Les Detroz, Detrooz, ou de Trooz, issus de la branche de Verviers, portent pour armoiries « Coupé mi parti, au 1er parti d'argent au lion de gueules, rampant, lampassé de gueules et armé de sable ; au 2° d'argent à quatre pals de sable; au 3° d'azur à 3 lozanges d'argent posés 2 et 1.
  L'écu de cos armes est timbré d'un casque d'acier poli, posé de profil, surmonté du lion de l'écu. Les lambrequins sont d'argent et de gueules  ».   Et nous osons prier les possesseurs de détails inédits concernant les deux essais généalogiques qui précèdent, de daigner nous les communiquer, afin de les insérer, s'il y a lieu, dans la seconde partie de la présente Notice.



  La première partie de la présente notice relate surtout les incidents et événements belliqueux relatifs au Ban devenu commune.
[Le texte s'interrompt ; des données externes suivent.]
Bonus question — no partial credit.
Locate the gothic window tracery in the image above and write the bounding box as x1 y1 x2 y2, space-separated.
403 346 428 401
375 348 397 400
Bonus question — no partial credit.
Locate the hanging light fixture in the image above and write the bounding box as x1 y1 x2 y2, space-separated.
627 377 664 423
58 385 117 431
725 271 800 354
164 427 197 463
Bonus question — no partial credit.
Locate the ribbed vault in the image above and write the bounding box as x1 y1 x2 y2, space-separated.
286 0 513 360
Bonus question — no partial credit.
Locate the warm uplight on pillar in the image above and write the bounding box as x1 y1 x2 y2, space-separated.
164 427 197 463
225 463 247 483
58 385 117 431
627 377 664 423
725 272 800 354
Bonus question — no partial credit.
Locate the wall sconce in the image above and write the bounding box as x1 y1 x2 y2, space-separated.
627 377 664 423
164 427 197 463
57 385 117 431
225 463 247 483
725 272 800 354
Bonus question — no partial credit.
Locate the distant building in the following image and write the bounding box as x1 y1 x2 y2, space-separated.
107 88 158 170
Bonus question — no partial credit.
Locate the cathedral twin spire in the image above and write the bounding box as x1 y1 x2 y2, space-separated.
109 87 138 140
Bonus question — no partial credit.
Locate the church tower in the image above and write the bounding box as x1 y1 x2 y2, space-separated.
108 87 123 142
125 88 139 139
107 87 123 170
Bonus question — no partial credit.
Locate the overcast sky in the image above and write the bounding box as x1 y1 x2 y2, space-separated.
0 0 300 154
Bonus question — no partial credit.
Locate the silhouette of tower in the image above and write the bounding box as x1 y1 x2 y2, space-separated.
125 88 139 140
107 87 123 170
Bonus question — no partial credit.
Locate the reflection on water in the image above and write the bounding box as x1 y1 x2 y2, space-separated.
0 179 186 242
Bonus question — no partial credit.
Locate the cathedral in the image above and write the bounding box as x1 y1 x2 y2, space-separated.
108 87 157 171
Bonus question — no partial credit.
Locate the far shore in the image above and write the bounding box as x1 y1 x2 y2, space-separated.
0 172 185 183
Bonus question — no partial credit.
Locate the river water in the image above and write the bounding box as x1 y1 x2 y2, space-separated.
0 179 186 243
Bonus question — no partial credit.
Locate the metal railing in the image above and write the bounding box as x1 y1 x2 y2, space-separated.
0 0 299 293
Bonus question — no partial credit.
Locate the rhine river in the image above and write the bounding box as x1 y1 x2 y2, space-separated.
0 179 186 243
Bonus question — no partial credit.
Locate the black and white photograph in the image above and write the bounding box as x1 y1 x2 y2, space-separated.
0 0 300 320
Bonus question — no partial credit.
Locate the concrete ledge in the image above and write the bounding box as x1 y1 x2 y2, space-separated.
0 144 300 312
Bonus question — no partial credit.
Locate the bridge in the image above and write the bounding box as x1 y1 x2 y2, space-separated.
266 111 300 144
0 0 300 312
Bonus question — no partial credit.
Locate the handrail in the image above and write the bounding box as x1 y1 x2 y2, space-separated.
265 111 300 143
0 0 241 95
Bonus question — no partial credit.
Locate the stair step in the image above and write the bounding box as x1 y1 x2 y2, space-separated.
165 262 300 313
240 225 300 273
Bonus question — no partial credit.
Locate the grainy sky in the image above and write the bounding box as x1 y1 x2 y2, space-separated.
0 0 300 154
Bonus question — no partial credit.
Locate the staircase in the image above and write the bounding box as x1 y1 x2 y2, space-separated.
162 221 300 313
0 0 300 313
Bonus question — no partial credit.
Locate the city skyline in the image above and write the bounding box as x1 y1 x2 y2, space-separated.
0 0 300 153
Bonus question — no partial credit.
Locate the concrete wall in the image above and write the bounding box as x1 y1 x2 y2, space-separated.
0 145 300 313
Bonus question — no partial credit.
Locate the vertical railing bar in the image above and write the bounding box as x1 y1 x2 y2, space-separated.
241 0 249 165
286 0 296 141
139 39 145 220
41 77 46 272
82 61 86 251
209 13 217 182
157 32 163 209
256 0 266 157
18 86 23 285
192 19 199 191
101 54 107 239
La seconde s'attache spécialement à tout ce qui les intéresse comme organisation, administration et instruction.
Chers Lecteurs,
  Daignez nous pardonner de venir si tardivement chercher à compléter une Notice commencée en 1879, concernant une cinquième partie du Franchiront, dite Chef Ban, composée de deux très anciennes et très intéressantes seigneuries : Jalhea ou Jalhay- ou Jalheau, et Surister.
  Le long retard résulta de l'espoir incessant de rencontrer des documents nombreux décelant, pour toute époque, quel fut l'esprit des sujets de ce sol que les ancêtres nous disaient si braves, que nous voyons si amoureux du travail et que nous avons admirés toujours dans leur ardeur à la fois laborieuse et pacifique.
  Or, dès les débuts de l'existence, certains événements savent impressionner au point de voir les voeux éclos en ces moments comme autant de devoirs impérieux à accomplir. '
  Dans la première partie du présent recueil, p. 176, on a vu comment, lors de la bourrasque révolutionnaire du 28 août 1830 en notre ville, la population du Ban de Jalhay s'était portée généreusement au secours de Verviers. Combien sa présence y fut efficace au maintien de l'ordre, auquel étaient portées déjà de bien funestes atteintes.
  L'émotion produite par les pillages était extrême, un grand péril paraissait inévitable, le secours inattendu sut tout rasséréner ; l'on vit encore ce que valent, en certaines circonstances, une trentaine d'hommes résolus, par leur seule présence. Autant l'anxiété avait été ardente, autant la reconnaissance fut vive à la vue de ces dévoués qui, sans autre appel que l'élan de leur grand coeur, venaient se livrer à la défense de notre chère cité menacée, le tout accompli avec un calme et une modestie exemplaires. Dès ce jour, veilla le désir de vivre, pour ainsi dire, dans l'intimité des faits et gestes de ce groupe inoubliable.
  Heureusement, ses archives, quoique souvent ébréchées, et les racontars cueillis de tous points, concoururent à démontrer aussi ce qu'étaient la constitution, l' organisation de l'un de ces bourgs chef Ban, soutien de notre ancien Marquisat et cela depuis le sous-sol jusqu'à ses institutions les plus élevées.